Sweepstakes parlors will be banned in North Carolina in December, thanks to a law signed last week; but new fronts are opening in the battle to keep people playing electronic poker and slots.
Even before the state House and Senate finished work on a bill to ban the games, the industry was threatening a wave of lawsuits and technical changes that they said would keep them legal. And the day after Gov. Bev Perdue signed the ban into law, she gave parlor owners and operators reason to think they could get back in the political fight.

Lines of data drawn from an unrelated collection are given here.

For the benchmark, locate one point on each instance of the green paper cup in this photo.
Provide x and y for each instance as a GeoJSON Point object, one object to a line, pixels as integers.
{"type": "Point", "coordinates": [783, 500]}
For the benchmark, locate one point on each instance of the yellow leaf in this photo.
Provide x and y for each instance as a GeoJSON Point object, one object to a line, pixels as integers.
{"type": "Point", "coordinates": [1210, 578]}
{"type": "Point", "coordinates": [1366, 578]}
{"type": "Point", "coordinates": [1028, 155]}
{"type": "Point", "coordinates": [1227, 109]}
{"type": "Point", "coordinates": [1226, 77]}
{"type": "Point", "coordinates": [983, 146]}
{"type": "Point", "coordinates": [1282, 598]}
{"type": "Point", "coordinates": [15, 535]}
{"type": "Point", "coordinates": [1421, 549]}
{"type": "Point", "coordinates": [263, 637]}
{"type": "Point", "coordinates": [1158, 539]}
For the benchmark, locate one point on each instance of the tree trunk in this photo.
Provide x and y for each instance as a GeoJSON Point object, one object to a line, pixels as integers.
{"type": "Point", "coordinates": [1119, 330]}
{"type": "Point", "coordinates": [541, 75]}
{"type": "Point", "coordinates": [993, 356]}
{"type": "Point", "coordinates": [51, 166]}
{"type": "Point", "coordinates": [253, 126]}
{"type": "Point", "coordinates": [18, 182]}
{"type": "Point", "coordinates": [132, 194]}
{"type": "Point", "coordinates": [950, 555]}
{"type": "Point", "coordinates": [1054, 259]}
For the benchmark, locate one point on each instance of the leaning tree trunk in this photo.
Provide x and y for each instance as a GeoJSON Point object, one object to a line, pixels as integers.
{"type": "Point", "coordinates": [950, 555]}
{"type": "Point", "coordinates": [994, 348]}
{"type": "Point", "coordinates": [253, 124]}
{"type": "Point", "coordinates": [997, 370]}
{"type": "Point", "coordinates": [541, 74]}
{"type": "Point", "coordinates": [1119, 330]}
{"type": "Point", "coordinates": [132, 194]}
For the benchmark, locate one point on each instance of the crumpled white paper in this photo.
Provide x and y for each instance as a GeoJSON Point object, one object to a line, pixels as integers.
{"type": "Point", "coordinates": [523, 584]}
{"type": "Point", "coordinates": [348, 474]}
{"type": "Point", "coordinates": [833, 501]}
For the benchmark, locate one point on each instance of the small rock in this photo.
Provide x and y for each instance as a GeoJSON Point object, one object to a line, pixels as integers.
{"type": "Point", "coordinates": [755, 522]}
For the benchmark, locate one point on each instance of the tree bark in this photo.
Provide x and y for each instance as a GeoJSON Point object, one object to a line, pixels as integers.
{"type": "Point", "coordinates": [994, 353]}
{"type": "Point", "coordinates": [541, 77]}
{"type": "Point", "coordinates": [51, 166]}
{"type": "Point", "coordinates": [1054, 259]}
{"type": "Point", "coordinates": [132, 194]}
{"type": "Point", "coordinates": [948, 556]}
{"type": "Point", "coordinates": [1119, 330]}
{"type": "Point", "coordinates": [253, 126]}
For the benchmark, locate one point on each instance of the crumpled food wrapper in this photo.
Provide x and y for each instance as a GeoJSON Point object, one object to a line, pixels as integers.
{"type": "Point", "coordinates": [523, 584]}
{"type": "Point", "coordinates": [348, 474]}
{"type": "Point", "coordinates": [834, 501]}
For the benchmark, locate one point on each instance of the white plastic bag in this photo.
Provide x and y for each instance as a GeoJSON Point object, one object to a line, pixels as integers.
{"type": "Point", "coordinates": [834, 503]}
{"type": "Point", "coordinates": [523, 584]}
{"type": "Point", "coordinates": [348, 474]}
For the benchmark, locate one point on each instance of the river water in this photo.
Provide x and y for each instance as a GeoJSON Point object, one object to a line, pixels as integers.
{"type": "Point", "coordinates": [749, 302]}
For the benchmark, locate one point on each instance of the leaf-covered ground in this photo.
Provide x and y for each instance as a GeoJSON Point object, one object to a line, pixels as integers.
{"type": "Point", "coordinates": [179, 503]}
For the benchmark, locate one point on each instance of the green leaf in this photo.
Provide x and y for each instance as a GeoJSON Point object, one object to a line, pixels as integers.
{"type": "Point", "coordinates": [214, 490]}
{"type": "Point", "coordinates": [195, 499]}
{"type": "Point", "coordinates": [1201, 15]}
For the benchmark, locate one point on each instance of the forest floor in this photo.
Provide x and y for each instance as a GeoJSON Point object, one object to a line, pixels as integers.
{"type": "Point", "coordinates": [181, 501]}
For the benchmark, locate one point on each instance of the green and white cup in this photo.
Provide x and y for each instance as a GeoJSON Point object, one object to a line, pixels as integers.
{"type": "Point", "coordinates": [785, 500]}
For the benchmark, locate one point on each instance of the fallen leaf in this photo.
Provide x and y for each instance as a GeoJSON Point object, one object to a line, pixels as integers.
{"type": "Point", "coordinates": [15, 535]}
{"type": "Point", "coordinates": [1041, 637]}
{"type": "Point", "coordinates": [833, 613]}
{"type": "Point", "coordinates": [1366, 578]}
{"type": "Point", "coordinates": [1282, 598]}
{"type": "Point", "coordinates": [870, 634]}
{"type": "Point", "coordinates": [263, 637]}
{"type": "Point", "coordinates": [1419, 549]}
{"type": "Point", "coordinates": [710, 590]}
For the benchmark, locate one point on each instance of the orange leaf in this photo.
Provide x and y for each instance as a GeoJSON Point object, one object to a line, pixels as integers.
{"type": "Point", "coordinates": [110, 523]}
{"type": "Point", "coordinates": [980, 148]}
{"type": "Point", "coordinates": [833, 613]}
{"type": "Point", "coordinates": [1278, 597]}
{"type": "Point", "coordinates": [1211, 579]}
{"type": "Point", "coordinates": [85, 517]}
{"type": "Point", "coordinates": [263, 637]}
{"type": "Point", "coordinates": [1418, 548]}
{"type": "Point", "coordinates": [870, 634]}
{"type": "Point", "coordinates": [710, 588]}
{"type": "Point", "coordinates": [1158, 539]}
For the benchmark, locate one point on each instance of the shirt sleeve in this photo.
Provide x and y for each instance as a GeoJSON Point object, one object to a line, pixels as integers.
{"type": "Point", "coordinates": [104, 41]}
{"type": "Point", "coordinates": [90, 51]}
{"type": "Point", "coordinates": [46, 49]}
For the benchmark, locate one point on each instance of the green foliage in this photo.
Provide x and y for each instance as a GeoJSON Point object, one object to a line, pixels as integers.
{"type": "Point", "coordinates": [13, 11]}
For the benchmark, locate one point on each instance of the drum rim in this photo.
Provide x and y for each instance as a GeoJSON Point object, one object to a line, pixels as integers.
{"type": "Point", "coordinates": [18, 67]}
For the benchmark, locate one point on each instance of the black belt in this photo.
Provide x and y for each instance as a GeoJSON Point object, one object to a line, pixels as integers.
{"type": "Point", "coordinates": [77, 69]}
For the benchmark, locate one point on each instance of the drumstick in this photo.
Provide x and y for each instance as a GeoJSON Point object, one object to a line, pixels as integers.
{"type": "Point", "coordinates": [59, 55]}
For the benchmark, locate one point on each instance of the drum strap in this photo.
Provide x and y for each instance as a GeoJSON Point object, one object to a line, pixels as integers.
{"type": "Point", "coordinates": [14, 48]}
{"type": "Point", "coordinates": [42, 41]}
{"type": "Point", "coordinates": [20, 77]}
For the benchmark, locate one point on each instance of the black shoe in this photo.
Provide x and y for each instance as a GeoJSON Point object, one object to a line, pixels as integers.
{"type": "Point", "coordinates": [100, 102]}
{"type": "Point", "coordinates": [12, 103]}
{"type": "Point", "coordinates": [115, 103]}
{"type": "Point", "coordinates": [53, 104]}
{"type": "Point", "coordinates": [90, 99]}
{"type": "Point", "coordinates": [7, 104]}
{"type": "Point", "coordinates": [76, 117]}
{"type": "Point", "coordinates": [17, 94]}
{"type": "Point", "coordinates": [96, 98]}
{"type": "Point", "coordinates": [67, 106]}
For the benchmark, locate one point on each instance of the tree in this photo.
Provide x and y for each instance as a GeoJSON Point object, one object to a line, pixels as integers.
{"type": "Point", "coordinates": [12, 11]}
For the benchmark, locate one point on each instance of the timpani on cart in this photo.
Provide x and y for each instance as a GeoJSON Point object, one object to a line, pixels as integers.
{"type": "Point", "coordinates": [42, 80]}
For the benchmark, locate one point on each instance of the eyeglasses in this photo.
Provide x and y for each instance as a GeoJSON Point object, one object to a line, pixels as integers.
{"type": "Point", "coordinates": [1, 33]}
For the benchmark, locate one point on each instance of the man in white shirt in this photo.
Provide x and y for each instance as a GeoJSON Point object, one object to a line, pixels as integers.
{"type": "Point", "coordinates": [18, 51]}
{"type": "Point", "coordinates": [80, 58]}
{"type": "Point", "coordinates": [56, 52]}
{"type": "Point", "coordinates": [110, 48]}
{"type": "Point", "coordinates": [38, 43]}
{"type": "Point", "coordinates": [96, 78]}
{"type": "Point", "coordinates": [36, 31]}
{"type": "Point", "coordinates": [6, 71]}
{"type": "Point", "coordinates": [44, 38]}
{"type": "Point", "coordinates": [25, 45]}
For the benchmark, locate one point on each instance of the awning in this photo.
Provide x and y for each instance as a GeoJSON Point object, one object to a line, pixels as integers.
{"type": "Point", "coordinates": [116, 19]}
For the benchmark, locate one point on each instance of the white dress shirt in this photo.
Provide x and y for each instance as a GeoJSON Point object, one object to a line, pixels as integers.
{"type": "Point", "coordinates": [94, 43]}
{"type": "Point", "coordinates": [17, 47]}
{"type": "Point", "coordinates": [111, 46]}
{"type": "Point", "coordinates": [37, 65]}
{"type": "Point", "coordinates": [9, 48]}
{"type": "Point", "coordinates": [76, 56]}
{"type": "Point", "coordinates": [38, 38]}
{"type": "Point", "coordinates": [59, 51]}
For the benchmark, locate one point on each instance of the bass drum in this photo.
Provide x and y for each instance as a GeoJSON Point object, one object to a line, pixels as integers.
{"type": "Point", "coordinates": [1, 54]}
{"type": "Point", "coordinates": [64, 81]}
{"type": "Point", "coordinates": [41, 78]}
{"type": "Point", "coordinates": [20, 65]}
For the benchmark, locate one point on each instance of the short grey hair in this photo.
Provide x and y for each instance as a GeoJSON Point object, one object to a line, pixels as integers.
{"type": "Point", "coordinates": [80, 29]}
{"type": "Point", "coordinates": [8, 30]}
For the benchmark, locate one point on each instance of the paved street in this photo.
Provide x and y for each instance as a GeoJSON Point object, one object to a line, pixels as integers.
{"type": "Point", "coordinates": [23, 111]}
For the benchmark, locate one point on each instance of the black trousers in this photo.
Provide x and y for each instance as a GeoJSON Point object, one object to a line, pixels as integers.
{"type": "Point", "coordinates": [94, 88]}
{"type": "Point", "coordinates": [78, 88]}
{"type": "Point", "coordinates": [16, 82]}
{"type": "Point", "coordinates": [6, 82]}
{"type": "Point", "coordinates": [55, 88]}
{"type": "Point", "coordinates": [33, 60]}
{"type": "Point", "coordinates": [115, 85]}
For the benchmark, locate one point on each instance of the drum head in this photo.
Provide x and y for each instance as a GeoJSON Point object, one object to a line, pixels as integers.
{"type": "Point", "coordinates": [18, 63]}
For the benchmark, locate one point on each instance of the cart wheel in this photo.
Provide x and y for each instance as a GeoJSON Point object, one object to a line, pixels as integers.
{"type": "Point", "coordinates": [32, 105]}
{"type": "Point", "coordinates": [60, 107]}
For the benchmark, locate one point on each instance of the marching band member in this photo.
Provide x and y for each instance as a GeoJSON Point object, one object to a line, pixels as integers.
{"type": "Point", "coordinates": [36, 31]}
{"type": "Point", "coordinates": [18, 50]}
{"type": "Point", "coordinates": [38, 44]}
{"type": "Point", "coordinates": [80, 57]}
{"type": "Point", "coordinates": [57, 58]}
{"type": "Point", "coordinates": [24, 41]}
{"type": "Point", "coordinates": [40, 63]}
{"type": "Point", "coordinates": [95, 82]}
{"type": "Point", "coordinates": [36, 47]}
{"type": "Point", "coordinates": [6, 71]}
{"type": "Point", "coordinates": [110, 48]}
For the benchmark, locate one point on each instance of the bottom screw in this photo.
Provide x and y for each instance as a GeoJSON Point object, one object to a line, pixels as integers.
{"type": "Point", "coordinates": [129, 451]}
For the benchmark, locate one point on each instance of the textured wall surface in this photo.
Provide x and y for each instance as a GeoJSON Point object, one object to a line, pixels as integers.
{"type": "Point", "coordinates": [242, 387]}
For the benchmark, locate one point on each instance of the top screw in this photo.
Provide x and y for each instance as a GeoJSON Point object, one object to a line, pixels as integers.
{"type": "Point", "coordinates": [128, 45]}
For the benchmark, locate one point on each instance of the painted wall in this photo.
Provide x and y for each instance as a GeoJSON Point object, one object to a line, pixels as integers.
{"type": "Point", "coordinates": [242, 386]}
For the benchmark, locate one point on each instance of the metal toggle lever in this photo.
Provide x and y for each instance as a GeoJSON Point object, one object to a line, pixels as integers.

"I think if you have video sweepstakes, whether it is video poker or video machines in general, we really do need to have some kind of concerted, organized, unified system of regulation where they are under a standard set of rules and regulations where we can be sure that nobody is profiteering from it," Perdue told reporters last week.
The industry sees hope and a new battleground in Perdue's words.
"We found the governor's comments to be encouraging," said Brad Crone, a consultant for the Entertainment Group of North Carolina, an association of amusement vendors who have pushed for legalization of video poker. "The Entertainment Group stands ready to sit down and look at how you can regulate the industry and provide a revenue stream."
The industry has argued that legalized poker could generate $500 million in tax revenue for the state.
Parlor owners have already started the technological race to beat the effective date of the ban, Dec.1, by reinventing the games to keep a form of them running without running afoul of the new law. Owners have proven adept at this strategy: Sweepstakes games themselves were created to keep the industry going despite a ban on video poker.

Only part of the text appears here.